I’ve been learning LISP from LISP, and solving problems from Project Euler in LISP. Once you solve a problem, you gain access to the forum thread about that problem. After I solved Project Euler 10, I read someone else’s LISP solution; it was quite different to mine, and contained some LISP constructs I hadn’t seen before, e.g.
(defun seq-list (min max) (loop for i from min to max collect i) )
I’d have written that like so:
(defun seq-list (lower-bound upper-bound) (let ( (current-number lower-bound) (result '()) ) (loop (when (> current-number upper-bound) (return result) ) (setf result (append result (list current-number))) (setf current-number (1+ current-number)) ) ) )
That’s 16 lines of code versus 3 lines of code. OK, I could knock at least 6 lines off mine by squishing closing parentheses onto earlier lines, but that’s ignoring the real problem: his code is simple and clear, whereas my code is all tangled up in the mechanics of declaring local variables, looping, and updating the list. A programmer who didn’t know LISP would probably understand his code, but wouldn’t have a clue what mine is doing.
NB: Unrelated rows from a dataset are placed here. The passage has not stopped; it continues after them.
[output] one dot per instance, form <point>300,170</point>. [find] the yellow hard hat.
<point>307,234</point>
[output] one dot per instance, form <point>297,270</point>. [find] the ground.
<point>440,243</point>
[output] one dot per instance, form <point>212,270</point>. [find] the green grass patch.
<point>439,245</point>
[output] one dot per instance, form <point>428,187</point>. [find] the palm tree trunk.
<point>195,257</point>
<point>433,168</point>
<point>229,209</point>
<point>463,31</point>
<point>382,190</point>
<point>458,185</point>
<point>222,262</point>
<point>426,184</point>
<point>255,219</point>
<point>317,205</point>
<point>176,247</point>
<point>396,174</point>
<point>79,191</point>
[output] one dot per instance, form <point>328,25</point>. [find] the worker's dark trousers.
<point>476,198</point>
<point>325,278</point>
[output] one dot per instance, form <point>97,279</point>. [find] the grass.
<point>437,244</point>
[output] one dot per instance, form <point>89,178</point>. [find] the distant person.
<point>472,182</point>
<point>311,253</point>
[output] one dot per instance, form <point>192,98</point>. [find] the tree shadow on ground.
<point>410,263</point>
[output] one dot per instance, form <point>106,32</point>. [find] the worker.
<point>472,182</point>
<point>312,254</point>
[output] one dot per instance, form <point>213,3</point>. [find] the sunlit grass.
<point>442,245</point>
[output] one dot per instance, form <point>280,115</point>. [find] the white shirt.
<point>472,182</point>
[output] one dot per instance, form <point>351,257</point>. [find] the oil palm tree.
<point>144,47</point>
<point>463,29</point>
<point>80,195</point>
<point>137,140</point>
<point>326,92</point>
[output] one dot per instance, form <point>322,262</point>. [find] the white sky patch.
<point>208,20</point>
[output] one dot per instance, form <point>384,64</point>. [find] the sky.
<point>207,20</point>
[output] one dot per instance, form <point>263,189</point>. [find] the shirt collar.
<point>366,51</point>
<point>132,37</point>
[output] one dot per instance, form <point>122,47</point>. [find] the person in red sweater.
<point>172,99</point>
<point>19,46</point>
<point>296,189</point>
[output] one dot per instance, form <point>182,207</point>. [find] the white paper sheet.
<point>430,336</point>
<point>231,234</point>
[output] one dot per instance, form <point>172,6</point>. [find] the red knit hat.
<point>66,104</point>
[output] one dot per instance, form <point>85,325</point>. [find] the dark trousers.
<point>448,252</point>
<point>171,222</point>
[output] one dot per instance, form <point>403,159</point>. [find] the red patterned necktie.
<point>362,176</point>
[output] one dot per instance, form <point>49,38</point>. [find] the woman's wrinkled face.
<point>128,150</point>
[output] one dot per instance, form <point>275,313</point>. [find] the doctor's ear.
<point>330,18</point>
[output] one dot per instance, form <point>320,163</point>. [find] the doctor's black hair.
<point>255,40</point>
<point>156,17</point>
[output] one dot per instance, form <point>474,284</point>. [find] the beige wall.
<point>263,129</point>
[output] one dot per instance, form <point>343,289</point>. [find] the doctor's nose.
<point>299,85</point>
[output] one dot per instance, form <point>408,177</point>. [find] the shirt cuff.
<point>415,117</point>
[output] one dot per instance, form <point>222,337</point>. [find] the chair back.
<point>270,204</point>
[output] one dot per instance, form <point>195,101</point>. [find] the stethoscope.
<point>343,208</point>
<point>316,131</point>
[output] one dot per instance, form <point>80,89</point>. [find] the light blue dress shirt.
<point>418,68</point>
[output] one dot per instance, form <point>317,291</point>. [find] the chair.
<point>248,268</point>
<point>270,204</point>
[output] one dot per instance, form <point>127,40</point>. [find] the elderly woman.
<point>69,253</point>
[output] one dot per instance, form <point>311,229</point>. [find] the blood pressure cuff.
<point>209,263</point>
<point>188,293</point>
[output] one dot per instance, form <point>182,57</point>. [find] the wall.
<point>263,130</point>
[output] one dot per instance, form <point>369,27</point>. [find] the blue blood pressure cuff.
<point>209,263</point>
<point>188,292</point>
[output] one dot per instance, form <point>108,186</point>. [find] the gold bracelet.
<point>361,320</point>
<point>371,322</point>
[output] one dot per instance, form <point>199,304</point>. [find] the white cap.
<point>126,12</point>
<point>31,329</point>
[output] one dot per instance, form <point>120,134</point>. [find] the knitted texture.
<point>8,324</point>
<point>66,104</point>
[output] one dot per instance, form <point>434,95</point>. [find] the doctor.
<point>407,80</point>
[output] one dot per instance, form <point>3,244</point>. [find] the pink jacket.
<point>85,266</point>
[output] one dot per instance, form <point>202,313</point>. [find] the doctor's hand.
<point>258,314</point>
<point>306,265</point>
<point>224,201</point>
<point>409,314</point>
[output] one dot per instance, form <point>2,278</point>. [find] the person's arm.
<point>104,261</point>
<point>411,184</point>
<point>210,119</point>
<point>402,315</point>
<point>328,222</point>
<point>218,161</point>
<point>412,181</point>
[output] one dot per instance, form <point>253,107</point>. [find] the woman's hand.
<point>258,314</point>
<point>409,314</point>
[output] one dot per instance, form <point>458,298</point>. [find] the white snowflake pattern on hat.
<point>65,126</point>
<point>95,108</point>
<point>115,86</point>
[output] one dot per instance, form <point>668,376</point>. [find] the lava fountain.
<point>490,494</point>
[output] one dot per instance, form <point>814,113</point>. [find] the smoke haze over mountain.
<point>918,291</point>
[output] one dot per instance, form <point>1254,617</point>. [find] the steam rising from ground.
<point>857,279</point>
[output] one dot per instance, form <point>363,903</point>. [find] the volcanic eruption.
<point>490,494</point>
I didn’t remember seeing syntax like that when reading the section on
in my book, so I checked it out: it has nothing like that. There’s also nothing
(collect) in the index. I need to learn from a book that covers all of
LISP, so that I can reasonably expect to understand other people’s code. I know
that I’m writing baby-LISP (cute and helpless) at the moment, but I want to
progress on to child-LISP (enthusiastic and energetic), teenage-LISP (angsty and
rebellious), and finally adult-LISP (uh, serious and . . . my analogy has run
out of steam). I don’t think there’s any point in learning from an incomplete
textbook, because later I’ll need to start at the beginning of another textbook
anyway. I’m putting Project Euler on hold until I find a better book; I might
even redo some of the problems I’ve already solved.